Years ago I was a teenage boy. Mostly I did not enjoy it. High school was a drag, and I made passing grades by the skin of my teeth. Since I was ugly and devoted to a style of dress that accentuated my awkward build, girls weren’t a reality. The few friends I had were as charmless as I was. Weekends were about bad music, Mountain Dew and whatever comic books I could afford on a fixed income.
Game over
Years ago I was a teenage boy. Mostly I did not enjoy it. High school was a drag, and I made passing grades by the skin of my teeth. Since I was ugly and devoted to a style of dress that accentuated my awkward build, girls weren’t a reality. The few friends I had were as charmless as I was. Weekends were about bad music, Mountain Dew and whatever comic books I could afford on a fixed income.
Getting my hands on an issue of Penthouse Magazine would have been only a little easier than buying a stolen firearm. Details from the period are hazy, but muscle memory does all the work, and—even after all these years—I can still fluently execute devastating super moves in Street Fighter II, which proves that I found too much time for video games.
Since the days when Street Fighter II was cutting edge, game makers have stretched their tentacles into the brains of nearly all American teens, boys and girls alike. A 2008 Pew Research Center study found that 99 percent of teenage boys and 94 percent of girls reported playing video games.
Gaming is no longer just for the outcast fringe and adult magazines, thanks to high-speed Internet, need no longer be purchased on the high school black market.
Therein lies the problem, says Stanford Psychology Professor Emeritus Philip Zimbardo. Zimbardo’s new book, The Demise of Guys: Why Boys are Struggling and What We Can Do About It, addresses what he and co-author Nikita Duncan call “an alarming trend”: teenage boys are floundering like never before.
“Boys are failing,” Zimbardo told Dr. Phil on an episode of his show that aired in May. “They are failing academically, socially, and—when they get to be men—failing sexually.”
Zimbardo calls into evidence findings of the National Center for Education Statistics that indicate boys are 30 percent more likely to drop out of high school than girls. Boys, he says, are getting lower grades, and their SAT scores are at a 40-year low.
Video games and porn are the culprits, Zimbardo told Dr. Phil. At an average of 13 hours per week, boys are spending more than twice the time girls do playing video games. Additionally, boys on average kill two hours a week watching porn. Their delicate teenage brains, Zimbardo says, are rewired by immediate and constant gratification fed to them by video games and Internet pornography, making reprobate junkies of our nation’s young men.

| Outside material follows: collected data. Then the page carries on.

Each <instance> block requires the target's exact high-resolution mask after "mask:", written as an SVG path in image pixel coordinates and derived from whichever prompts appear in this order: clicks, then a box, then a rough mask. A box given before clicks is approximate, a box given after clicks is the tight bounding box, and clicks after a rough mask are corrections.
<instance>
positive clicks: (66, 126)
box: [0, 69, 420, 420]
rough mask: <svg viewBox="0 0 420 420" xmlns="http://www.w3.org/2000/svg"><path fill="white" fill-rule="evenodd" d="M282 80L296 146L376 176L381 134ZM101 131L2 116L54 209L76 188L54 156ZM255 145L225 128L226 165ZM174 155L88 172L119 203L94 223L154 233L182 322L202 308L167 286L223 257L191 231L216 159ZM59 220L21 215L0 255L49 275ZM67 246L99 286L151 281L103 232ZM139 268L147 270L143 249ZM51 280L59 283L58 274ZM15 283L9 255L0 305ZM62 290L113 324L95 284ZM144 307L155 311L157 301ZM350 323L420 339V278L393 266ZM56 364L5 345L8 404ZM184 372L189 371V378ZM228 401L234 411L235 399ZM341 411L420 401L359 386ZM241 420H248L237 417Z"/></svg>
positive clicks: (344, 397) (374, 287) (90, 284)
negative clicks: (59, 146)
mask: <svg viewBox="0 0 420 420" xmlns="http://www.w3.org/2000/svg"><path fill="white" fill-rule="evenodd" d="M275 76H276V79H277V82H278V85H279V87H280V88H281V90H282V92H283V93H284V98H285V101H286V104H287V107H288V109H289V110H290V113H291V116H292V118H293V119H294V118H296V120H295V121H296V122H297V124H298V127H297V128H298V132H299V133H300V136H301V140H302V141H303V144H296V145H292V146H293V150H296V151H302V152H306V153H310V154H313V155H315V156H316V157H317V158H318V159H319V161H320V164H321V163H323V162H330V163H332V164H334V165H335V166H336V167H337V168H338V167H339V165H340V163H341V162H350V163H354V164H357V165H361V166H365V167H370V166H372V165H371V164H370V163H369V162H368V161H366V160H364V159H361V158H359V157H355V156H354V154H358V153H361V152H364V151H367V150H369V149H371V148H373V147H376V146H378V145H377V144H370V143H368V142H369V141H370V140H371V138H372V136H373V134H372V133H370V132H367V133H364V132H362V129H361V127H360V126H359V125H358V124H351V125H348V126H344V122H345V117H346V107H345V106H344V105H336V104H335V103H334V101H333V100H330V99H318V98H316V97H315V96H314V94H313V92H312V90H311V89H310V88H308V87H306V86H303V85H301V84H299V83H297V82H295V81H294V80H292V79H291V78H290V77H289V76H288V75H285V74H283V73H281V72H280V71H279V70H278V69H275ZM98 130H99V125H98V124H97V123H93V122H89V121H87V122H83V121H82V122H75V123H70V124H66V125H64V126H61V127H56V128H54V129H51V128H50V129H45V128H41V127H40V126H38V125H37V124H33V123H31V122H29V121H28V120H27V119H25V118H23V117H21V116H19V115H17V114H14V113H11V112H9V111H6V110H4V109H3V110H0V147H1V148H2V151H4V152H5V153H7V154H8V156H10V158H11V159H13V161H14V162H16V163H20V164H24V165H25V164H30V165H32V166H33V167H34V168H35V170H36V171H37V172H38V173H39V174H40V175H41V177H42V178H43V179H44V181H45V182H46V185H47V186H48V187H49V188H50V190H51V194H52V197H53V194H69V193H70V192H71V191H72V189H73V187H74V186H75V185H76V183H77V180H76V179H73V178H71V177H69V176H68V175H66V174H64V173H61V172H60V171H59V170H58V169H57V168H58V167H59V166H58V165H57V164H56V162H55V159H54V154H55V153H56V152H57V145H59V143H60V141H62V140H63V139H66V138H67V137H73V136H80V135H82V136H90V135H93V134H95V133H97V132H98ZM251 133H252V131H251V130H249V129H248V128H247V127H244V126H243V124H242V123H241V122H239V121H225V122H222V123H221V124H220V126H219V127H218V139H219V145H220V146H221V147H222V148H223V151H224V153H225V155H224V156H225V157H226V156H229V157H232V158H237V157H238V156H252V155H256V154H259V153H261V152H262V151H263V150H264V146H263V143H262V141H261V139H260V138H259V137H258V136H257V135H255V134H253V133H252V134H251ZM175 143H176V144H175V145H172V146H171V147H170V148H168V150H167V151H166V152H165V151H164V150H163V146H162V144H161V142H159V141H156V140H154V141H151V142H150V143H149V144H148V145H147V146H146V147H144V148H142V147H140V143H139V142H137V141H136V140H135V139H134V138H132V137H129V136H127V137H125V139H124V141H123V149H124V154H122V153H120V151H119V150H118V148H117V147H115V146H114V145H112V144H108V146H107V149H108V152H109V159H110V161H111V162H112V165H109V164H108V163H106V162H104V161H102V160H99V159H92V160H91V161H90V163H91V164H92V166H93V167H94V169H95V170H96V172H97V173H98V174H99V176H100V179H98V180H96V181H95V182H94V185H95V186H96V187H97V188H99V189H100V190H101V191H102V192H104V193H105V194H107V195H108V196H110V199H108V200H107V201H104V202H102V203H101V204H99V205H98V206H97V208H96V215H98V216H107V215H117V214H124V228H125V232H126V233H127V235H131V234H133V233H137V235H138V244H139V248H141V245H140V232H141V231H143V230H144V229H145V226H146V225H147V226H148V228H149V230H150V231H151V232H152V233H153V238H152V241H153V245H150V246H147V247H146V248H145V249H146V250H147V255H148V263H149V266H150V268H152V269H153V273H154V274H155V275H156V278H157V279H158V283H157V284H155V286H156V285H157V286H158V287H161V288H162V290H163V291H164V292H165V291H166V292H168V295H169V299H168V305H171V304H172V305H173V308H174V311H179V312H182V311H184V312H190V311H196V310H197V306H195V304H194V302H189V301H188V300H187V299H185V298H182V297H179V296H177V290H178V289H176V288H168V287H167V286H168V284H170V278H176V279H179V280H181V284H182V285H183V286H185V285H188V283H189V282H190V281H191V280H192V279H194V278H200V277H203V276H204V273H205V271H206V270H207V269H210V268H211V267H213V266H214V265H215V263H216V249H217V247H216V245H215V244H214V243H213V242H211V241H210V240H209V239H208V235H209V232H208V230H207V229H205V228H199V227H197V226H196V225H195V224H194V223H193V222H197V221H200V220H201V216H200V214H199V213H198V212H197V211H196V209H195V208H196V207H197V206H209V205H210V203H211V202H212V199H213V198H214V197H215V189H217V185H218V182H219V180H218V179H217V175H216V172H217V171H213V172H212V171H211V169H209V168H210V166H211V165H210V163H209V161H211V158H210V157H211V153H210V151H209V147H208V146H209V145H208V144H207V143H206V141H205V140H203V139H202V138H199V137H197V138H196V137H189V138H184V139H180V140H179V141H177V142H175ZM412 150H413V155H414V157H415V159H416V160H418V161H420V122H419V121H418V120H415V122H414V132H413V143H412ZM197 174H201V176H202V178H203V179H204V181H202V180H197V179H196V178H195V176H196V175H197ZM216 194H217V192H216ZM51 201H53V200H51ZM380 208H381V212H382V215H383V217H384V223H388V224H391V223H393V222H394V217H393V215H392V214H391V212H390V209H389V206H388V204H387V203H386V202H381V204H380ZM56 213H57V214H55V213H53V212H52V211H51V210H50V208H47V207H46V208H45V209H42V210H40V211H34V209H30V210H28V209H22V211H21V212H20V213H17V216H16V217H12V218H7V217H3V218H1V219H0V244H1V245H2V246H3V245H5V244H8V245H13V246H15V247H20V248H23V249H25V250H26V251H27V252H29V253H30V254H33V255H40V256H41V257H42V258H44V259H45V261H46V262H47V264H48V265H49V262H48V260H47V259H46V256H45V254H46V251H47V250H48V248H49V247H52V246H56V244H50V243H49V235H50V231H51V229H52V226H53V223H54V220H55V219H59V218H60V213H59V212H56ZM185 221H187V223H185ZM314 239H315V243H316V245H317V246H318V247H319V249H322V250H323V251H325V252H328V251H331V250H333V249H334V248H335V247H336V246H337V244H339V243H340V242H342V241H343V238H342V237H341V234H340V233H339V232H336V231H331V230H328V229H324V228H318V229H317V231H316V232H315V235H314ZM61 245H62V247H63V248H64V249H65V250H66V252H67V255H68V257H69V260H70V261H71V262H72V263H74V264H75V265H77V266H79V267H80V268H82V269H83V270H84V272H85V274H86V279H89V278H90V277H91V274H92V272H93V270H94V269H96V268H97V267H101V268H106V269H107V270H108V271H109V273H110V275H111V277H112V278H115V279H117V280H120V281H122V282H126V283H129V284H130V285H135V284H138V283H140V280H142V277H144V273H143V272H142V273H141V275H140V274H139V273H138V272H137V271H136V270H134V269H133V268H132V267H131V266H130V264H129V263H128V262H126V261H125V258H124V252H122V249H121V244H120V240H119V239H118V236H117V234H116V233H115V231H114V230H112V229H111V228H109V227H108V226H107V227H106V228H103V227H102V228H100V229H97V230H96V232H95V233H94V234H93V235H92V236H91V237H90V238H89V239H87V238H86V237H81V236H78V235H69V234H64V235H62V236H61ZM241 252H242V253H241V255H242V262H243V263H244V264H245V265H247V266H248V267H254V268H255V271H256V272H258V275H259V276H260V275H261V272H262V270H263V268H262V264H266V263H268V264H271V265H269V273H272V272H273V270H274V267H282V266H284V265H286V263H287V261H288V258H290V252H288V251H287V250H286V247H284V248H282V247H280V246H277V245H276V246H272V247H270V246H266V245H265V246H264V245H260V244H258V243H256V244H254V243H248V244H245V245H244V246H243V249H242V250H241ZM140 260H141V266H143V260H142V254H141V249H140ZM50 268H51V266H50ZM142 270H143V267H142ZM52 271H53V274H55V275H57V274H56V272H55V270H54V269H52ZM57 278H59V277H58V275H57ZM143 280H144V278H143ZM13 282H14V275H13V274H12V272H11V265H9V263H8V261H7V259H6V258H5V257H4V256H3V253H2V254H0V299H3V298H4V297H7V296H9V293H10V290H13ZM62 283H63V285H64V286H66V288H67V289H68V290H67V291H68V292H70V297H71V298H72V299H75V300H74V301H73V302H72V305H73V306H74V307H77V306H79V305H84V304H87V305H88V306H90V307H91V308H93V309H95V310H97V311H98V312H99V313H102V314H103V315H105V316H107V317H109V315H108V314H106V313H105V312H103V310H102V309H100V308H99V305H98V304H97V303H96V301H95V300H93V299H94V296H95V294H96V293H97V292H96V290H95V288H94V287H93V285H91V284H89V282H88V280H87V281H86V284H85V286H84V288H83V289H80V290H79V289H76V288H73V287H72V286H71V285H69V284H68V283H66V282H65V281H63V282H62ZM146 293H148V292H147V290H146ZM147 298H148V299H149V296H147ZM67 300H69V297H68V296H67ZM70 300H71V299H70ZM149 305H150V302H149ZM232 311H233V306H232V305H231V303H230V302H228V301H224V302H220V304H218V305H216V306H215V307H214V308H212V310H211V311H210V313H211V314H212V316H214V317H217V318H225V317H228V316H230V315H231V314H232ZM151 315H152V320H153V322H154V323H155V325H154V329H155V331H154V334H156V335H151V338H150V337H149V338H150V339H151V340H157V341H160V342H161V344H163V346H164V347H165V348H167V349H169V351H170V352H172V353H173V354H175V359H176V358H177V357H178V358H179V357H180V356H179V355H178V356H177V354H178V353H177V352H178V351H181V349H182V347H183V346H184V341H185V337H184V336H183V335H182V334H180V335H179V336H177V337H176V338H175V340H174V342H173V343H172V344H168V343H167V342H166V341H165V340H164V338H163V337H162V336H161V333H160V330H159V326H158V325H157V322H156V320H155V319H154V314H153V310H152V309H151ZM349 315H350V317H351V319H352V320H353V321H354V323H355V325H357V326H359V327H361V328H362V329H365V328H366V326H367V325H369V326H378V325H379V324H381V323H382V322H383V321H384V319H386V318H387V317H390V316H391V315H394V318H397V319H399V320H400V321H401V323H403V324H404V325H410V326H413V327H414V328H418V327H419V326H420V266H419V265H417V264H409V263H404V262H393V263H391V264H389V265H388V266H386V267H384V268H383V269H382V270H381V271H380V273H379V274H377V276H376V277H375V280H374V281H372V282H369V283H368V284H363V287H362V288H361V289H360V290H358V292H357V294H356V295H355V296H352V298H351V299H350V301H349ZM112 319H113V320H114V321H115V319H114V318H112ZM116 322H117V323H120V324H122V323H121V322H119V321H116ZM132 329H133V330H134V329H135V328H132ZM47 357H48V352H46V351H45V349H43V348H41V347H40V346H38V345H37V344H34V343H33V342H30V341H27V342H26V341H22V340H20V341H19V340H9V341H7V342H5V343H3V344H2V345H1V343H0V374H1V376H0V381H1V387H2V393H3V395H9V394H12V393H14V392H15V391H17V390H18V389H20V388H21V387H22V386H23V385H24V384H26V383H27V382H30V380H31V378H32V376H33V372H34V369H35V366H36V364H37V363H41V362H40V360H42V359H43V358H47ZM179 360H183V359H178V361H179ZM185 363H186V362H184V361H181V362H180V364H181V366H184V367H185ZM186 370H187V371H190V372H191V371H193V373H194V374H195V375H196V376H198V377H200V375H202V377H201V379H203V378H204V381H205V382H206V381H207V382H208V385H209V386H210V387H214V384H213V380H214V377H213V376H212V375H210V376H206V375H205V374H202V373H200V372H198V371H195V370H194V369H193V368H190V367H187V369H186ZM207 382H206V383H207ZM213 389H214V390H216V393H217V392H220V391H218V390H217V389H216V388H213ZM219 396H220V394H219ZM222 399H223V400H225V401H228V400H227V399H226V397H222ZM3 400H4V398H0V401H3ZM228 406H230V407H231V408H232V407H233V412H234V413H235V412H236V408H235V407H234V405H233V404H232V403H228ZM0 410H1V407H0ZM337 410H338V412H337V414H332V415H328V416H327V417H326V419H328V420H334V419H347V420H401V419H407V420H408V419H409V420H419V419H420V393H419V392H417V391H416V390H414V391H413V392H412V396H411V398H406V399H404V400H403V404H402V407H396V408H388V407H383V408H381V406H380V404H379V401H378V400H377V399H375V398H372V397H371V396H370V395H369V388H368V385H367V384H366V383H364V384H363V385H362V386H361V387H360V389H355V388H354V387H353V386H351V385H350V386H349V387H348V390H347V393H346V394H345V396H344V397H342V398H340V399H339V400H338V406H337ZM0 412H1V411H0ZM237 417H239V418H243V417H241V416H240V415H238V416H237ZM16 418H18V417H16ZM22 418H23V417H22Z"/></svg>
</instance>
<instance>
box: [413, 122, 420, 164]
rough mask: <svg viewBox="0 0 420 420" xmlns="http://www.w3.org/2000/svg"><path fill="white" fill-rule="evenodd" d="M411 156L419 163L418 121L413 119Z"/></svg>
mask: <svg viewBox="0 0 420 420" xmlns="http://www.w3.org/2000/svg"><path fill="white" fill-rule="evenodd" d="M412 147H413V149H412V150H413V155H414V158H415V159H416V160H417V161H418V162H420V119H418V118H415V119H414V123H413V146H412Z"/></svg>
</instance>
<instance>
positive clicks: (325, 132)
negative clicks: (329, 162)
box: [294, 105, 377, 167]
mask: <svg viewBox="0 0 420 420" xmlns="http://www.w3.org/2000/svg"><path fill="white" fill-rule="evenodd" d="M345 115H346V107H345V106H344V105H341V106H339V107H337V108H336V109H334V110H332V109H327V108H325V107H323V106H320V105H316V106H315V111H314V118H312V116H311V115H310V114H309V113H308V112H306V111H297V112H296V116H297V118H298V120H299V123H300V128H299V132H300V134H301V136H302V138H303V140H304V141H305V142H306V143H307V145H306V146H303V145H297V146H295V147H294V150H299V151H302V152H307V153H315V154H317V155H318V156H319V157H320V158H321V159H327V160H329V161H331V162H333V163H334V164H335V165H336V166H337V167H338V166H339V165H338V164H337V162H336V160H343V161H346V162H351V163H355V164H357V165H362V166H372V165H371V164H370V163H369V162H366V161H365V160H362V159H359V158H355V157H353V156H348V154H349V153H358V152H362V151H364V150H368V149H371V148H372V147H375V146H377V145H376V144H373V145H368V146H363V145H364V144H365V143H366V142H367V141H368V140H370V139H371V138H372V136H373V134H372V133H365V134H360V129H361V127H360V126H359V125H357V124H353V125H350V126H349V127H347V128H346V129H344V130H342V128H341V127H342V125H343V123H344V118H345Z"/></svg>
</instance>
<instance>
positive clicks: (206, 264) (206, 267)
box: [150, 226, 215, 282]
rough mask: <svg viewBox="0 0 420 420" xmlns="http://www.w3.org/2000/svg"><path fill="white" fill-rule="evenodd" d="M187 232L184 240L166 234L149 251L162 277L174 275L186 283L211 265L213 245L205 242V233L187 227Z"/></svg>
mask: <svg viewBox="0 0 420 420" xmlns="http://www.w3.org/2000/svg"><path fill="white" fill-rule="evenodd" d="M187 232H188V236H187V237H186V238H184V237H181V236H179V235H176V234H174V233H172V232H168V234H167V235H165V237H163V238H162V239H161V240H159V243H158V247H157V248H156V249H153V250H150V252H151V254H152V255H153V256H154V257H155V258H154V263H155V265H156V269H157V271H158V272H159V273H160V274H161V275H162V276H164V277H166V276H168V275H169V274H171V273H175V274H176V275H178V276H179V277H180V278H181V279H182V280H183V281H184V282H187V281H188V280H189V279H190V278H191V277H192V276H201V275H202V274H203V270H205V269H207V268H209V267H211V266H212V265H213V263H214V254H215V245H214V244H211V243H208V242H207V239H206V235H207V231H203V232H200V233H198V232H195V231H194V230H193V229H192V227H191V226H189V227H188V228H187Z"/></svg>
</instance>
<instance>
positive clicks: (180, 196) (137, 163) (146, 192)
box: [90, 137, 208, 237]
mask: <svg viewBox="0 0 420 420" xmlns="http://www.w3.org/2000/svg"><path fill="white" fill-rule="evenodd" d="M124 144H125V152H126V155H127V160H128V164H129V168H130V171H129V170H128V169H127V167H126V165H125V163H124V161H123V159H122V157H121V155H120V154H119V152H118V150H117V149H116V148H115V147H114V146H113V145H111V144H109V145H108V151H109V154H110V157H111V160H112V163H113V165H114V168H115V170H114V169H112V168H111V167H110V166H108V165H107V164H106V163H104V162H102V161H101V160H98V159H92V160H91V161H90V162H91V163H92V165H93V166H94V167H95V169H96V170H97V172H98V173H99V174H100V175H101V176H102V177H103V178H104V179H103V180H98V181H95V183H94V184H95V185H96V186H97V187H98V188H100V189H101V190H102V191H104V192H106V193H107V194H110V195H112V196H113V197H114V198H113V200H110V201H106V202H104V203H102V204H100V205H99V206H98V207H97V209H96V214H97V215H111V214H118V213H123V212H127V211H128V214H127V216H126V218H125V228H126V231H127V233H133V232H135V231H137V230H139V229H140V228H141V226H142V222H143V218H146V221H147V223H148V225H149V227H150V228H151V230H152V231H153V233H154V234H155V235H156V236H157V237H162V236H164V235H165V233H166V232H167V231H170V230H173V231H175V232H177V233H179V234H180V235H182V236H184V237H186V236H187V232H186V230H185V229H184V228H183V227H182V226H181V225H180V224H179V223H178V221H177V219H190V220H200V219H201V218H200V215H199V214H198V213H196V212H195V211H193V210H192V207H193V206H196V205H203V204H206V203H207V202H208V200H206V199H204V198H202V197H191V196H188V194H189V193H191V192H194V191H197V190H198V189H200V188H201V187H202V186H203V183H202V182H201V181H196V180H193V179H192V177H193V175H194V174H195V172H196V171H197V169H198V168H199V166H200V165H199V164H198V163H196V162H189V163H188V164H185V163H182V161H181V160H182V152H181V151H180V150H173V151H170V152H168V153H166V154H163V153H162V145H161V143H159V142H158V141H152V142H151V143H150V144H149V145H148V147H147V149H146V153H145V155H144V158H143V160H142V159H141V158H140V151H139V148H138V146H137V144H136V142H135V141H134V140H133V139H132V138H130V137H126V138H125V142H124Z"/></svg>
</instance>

The people who should care, Zimbardo told a TED talk audience in March 2011, are “parents of boys and girls, educators, gamers, filmmakers and women who’d like a real man who they can talk to, who can dance, who can make love slowly and contribute to the evolutionary pressures that keep our species above banana slugs.”
Sounds serious. And it would be, if Zimbardo were correct.
It is hard to know what age Zimbardo harkens back to when he invokes the talking, dancing, slow-loving “real” men of yore. Was there a golden age in which teens were well-adjusted and the men they became were “real?” To shelve Zimbardo’s overdrawn theory we need only look back to a generation of men who grew up without video games and high-speed Internet.
My grandfather didn’t dance and, I’m told, went years without speaking a word to my grandmother. To get further away from her, when the weather in New York began to turn each spring, he left the house to unfold a narrow cot in the garage where he snored every night until it grew too cold to bear. There were no video games and pornography was analog: for him, it was Yankee games on the wireless radio.
Furthermore, Zimbardo’s distress call is nothing new. Since before Rebel Without a Cause in 1955, American grown-ups have lost sleep over their wayward teens and the imminent calamity facing the human race when they inherit the world. The degenerating influence was once rock and roll music. Later, it was long hair. Then came gateway drugs, television, pro wrestling, MTV, The Simpsons, texting. It’s always something.
Teens are disoriented. They were shy and sullen before the advent of the Xbox. The aforementioned Pew study showed that, for teens, gaming is often a social activity and that the amount of time spent gaming doesn’t directly correlate to civic involvement.
Teens were confused before pornhub.com. Re-read The Catcher in the Rye.
“What’s the solution?” Zimbardo asked his TED audience. “Not my job,” he said. “I’m here to alarm.” Indeed.